Ten years later, however, the proverbial mysterious package, beckoning her dead mother back to Oxford to “end this for good,” propels Cassie into a new life despite her hesitance: “It had taken her years to sand her life down to its current frictionless state. Did she really want to dig up painful memories and disturb the ghosts that had barely been laid to rest?"

Author Ann A. McDonald skillfully guides Cassie through her first few weeks at Raleigh, but she also unintentionally distracts the reader from the narrative with awkward, difficult-to-believe scenes and language. Just hours after Cassie arrives at Raleigh, for instance, she attends a welcoming event held by the master of the college. Rather than keep a low profile, Cassie wanders around the private, off-limits rooms of the mansion; it is hard to imagine someone so nervous about guarding secrets, and so bent on uncovering a dangerous mystery, would risk the discovery that inevitably results from her trespassing. Similarly, words and phrases like “cuz,” “shank,” and “How about that game on the weekend?” seem uniquely American and out of place in the British characters’ mouths.

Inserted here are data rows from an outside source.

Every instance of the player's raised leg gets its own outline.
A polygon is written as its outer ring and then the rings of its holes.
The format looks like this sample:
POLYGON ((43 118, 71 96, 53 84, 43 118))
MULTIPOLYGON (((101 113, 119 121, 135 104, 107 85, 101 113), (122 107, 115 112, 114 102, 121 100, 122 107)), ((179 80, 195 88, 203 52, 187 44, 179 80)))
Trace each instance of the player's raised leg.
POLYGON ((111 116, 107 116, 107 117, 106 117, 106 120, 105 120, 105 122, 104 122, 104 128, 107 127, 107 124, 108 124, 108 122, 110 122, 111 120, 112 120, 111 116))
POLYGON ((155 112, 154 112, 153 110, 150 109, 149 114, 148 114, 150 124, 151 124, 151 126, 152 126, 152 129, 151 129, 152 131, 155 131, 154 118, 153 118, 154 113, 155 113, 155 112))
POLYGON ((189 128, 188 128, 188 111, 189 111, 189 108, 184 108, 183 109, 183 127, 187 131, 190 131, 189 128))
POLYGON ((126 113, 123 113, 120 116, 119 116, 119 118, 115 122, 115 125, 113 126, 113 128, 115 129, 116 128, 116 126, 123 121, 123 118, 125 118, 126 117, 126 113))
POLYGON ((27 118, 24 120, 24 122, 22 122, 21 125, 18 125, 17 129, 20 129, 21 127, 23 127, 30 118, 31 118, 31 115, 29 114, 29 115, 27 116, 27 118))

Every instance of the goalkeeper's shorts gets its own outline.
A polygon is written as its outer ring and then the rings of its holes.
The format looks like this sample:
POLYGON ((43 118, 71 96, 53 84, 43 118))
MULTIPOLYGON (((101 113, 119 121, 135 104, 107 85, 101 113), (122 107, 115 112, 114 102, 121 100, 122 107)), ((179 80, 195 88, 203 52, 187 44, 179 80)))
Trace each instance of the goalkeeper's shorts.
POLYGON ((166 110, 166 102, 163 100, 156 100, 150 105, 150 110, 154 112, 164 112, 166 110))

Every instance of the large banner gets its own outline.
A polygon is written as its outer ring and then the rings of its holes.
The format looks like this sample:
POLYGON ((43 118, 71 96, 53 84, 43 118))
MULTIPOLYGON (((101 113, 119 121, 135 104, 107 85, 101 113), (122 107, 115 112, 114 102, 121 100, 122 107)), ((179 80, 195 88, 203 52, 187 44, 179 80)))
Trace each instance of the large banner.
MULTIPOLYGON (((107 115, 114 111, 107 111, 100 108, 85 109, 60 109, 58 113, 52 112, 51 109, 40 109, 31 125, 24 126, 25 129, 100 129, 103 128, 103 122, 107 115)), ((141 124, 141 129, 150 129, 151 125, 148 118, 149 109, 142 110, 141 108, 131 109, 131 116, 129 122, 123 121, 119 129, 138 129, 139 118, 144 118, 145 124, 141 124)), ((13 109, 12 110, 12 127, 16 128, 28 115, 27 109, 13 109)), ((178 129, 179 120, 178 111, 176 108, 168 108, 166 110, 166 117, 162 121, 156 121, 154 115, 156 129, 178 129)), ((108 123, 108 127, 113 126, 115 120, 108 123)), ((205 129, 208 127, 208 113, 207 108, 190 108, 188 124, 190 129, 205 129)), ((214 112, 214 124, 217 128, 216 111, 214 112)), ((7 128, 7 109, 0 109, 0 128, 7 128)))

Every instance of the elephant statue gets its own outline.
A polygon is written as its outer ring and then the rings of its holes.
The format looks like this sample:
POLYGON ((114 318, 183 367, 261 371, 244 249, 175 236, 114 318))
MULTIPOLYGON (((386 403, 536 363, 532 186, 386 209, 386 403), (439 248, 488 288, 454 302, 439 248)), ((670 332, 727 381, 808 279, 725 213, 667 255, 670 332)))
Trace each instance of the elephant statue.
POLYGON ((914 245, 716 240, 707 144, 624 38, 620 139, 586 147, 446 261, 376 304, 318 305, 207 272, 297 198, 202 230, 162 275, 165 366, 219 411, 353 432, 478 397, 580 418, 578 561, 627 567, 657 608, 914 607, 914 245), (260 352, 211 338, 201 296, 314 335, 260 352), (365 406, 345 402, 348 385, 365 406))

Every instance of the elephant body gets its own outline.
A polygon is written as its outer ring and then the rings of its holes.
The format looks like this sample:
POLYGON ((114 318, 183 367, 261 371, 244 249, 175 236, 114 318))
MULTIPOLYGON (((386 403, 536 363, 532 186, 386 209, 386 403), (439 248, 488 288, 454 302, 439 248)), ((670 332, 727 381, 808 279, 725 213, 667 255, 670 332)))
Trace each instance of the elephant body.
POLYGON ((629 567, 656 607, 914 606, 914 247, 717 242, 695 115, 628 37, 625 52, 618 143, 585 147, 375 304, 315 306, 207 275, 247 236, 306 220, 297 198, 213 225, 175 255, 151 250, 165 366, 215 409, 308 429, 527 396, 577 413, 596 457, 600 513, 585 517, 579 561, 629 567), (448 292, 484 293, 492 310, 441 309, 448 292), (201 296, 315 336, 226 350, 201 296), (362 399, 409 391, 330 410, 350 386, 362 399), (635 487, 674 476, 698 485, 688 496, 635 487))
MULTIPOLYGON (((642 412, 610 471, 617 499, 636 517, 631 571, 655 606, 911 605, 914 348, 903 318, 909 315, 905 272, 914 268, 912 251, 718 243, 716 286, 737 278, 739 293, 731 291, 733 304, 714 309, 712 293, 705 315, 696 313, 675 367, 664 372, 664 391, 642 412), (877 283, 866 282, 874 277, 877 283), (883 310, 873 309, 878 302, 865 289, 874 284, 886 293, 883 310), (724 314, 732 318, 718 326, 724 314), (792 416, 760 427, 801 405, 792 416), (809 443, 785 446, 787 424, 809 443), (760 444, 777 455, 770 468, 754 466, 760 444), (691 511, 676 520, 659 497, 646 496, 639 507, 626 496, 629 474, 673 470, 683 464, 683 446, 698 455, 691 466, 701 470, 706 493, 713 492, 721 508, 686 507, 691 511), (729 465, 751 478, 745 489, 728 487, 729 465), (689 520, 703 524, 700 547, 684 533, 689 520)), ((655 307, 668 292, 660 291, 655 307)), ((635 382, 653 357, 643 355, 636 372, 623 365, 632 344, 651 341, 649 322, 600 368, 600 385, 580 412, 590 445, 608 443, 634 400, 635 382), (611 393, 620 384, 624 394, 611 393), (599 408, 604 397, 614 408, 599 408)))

As Cassie continues researching her mother’s past in the musty shelves of Oxford’s libraries, she notices eerie parallels with her own experiences at the college. Classmates’ jokes about secret societies take on new meaning when Cassie finds her roommate hanged from their living-room ceiling — a scene that provides fodder for some of the most heart-wrenching and understatedly beautiful writing in the book:

“Her eyes went to the beam. She saw Evie there, all over again. Cassie felt her chest constrict. It had been wrong, all wrong, to find her like that, with everything else around her so ordinary…She wondered for a hundredth time when the terrible decision had been made. Had Evie sipped her tea and planned it? Put down her mug, walked to the supply closet, paused to organize her notes in a neat pile before she looped the makeshift noose across the beam?”

Despite her misgivings about Evie’s death, Cassie continues to follow the threads of intrigue through what seems at first to be a fairly predictable maze. This predictability — Cassie’s discovery of old photographs, her indecision about whom to trust, her visit to a British manor housing a decades-old secret — is all a front for the sharp right turn McDonald engineers when she reveals that the cult Joanna was involved with is not only secret, but also otherworldly. An ancient force is rupturing the barrier between this world and another: “Beneath the whirl of hunger, [Cassie] felt a seam in the form: a jagged edge, the split in reality that was letting the darkness through…the beginning of everything. And the end.”

This is where things get a little tricky. It’s not easy to make such a revelation without losing readers’ confidence in the book’s flow, but McDonald pulls it off through the sheer strength of her heroine. Readers may need some time to adjust to the new narrative dimension, but they will still be cheering for Cassie as she fights her way through difficulties both mundane and supernatural.

Ultimately, this book is not unnecessarily complex; it’s the story of a strong, determined young woman forcing the world to acknowledge her place in it by any means necessary. And who could argue with that?

Mariko Hewer is a born-and-raised Washingtonian whose hobbies include reading, running, and writing. Her favorite food is saag paneer.